Menurutnya, apabila jalur negosiasi yang ditempuh PKS Lutim ini menemui jalan buntu, pihaknya akan segera menempuh jalur hukum dengan melaporkan pimpinan DPRD Luwu Timur selaku pihak yang paling bertanggung jawab ke Pengadilan Tata Usaha Negara dengan tuntutan tidak mengindahkan Surat Keputusan (SK) Gubernur Sulawesi Selatan No: 927/IV/Tahun 2013 Tertanggal 11 April 2013 tentang persetujuan untuk dilakukan PAW terhadap Witman.
“Kami sudah cukup bersabar, kalau pimpinan DPRD mau bermain-main dengan kami kita akan bawa ke pengadilan,” ungkap Rusdi.

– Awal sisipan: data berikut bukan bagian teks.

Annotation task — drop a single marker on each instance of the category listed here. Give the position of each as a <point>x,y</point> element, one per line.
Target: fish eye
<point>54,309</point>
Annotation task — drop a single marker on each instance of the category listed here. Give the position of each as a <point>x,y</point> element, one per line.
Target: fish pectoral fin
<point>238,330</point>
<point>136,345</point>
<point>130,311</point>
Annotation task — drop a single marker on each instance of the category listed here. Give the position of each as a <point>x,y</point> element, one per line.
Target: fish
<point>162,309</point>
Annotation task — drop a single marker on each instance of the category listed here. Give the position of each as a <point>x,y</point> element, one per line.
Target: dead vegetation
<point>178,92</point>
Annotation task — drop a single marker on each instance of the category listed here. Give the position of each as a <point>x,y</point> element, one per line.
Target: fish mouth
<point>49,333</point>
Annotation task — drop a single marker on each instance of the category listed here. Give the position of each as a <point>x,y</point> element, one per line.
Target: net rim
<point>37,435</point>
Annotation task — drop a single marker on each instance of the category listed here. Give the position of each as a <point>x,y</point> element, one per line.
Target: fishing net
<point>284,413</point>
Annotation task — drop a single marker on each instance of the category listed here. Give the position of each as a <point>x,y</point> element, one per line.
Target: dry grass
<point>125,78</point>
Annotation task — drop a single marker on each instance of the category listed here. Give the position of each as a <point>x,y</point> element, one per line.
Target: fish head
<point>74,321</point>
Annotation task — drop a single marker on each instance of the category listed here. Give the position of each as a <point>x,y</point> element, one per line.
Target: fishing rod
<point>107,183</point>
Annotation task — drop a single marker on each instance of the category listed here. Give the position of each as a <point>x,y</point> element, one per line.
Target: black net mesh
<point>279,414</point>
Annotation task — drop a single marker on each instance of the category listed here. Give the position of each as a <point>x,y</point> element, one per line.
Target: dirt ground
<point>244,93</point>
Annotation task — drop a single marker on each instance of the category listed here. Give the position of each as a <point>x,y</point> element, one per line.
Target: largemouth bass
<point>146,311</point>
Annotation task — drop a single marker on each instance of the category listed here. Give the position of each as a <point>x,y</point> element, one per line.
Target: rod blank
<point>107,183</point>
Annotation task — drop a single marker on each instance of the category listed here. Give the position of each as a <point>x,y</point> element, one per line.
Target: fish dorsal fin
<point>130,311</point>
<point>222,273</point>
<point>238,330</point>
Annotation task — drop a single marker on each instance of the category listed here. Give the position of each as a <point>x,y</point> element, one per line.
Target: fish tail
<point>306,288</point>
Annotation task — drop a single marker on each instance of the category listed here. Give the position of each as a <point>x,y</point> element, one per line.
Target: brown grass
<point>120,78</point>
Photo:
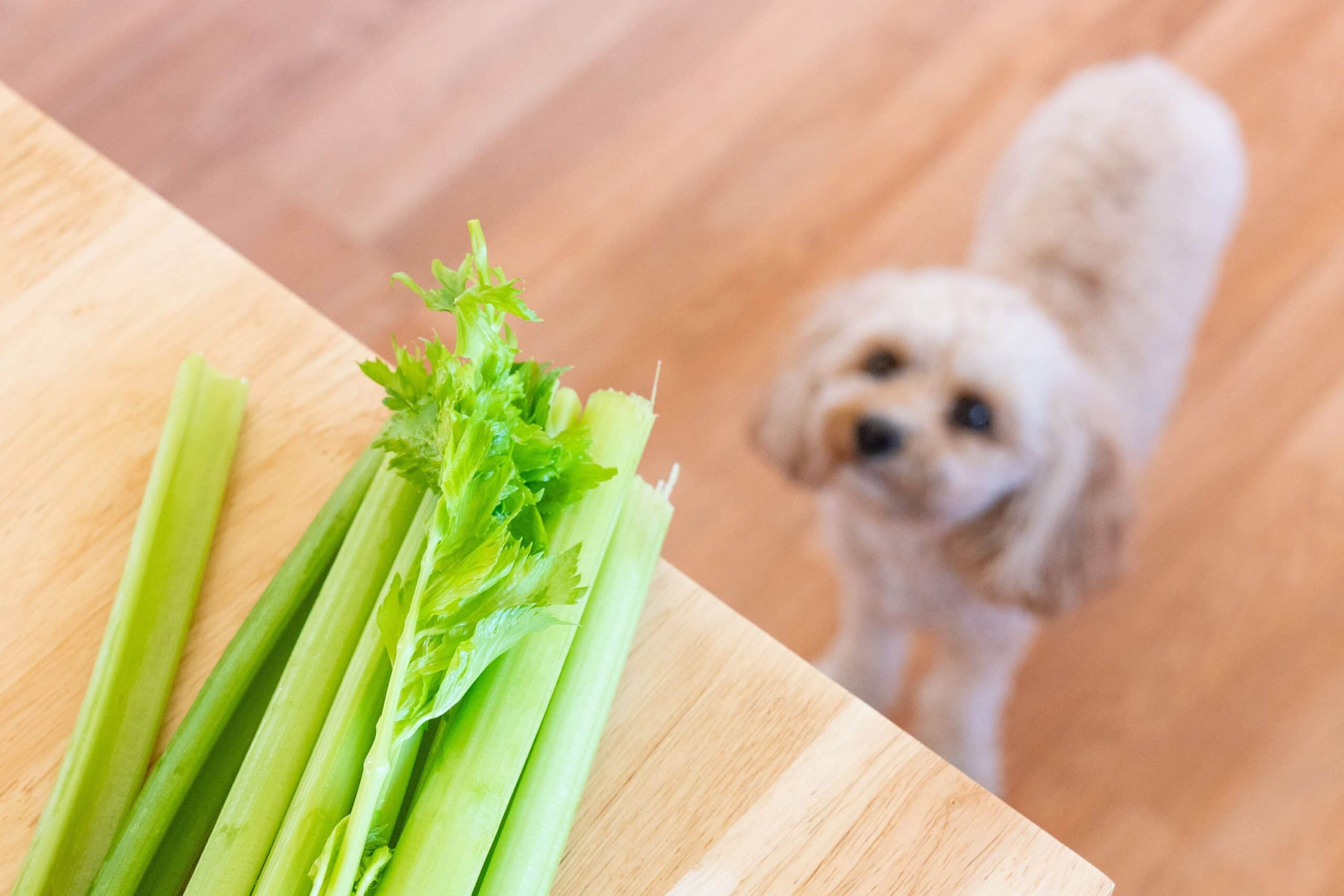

Untuk diketahui, jajaran pimpinan DPRD Lutim belum juga melakukan PAW terhadap Witman, salah seorang anggota DPRD Lutim yang telah didepak dari kursi DPRD oleh PKS. Hal itu dilakukan, karena dianggap masih ada proses hokum yang ditempuh oleh Witman terkait dengan keluarnya SK persetujuan PAW dari Gubernur Sulawesi Selatan No 927/IV/Tahun 2013 Tertanggal 11 April 2013.
Padahal, secara materi, Witman hanya melakukan gugatan dengan objek gugatan adalah rekomendasi PAW yang dikeluarkan oleh Ketua DPD PKS Lutim, bukannya SK Gubernur Sulawesi Selatan.